In many papers I read that stepwise, backward and forward selection methods are "path dependent". What does it mean? Could anyone give me some practical example to understand the underlying concept? It is related to the fact that these methods are local search techniques?

Best Answer

Forward stepwise selection begins with a model containing no predictors, and then adds predictors to the model, one-at-a-time, until all of the predictors are in the model.

In particular, at each step the variable that gives the greatest additional improvement to the fit is added to the model.

In detail:

  • Let $\mathcal{M}_0$ denote the null model, which contains no predictors.
  • For $k = 0, \dots, p - 1:$ Consider all $p - k$ models that augment the predictors in $\mathcal{M}_k$ with one additional predictor. Choose the best among these $p - k$ models, and call it $\mathcal{M}_{k + 1}$. Here best is defined as having the smallest $RSS$, or equivalently largest $R^2$.
  • Select a single best model from among $\mathcal{M}_0, \dots, \mathcal{M}_p$ using cross-validated prediction error, $AIC$, $BIC$, or adjusted $R^2$.

It is not guaranteed to find the best possible model out of all $2^p$ models containing subsets of the $p$ predictors.
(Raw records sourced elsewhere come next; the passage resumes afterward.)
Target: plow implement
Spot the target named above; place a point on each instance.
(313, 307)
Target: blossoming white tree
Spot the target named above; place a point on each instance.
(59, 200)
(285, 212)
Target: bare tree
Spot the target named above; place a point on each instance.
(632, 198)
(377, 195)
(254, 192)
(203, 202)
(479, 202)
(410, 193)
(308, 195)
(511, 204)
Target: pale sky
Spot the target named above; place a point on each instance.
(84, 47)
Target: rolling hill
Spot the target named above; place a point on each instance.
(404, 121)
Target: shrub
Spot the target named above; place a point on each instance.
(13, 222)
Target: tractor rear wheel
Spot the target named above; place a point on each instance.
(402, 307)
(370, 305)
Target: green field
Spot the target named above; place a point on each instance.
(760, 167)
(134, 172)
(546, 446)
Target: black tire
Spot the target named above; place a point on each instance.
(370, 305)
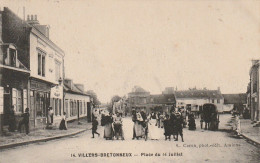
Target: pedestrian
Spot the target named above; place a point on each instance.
(11, 118)
(63, 123)
(168, 129)
(138, 128)
(178, 125)
(134, 119)
(49, 117)
(154, 131)
(192, 124)
(94, 127)
(158, 119)
(108, 128)
(118, 127)
(25, 121)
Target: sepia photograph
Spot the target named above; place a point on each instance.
(133, 81)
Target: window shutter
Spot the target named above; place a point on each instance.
(14, 99)
(24, 99)
(1, 100)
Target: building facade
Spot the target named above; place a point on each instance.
(194, 99)
(41, 63)
(253, 91)
(77, 104)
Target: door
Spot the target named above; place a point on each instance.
(88, 111)
(7, 104)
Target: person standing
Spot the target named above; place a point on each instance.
(134, 119)
(63, 123)
(178, 126)
(108, 128)
(94, 127)
(25, 121)
(12, 122)
(168, 129)
(192, 124)
(154, 131)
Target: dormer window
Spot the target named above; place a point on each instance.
(41, 63)
(10, 56)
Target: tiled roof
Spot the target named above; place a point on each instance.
(74, 89)
(161, 99)
(200, 94)
(235, 98)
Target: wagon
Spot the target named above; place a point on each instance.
(210, 116)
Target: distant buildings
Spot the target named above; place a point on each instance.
(32, 73)
(253, 92)
(190, 99)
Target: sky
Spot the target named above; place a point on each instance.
(113, 45)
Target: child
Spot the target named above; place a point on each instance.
(63, 123)
(94, 127)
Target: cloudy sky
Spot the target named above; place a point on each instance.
(112, 45)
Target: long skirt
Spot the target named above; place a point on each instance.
(154, 131)
(108, 131)
(138, 129)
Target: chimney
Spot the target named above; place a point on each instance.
(80, 87)
(68, 83)
(33, 21)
This is because the variable that has been selected in round 1 (i.e., for $k=0$) will definitely be in the final model, even if it occurred at a later stage that, when considering the best $k$-dimensional model, $k>1$, does not need that particular variable.

In slightly different words, it might happen that a variable gives the largest reduction in $RSS$ relative the null model, but that, when also considering combinations of, say, three variables, that some combination of three predictors makes the variable chosen in round 1 redundant.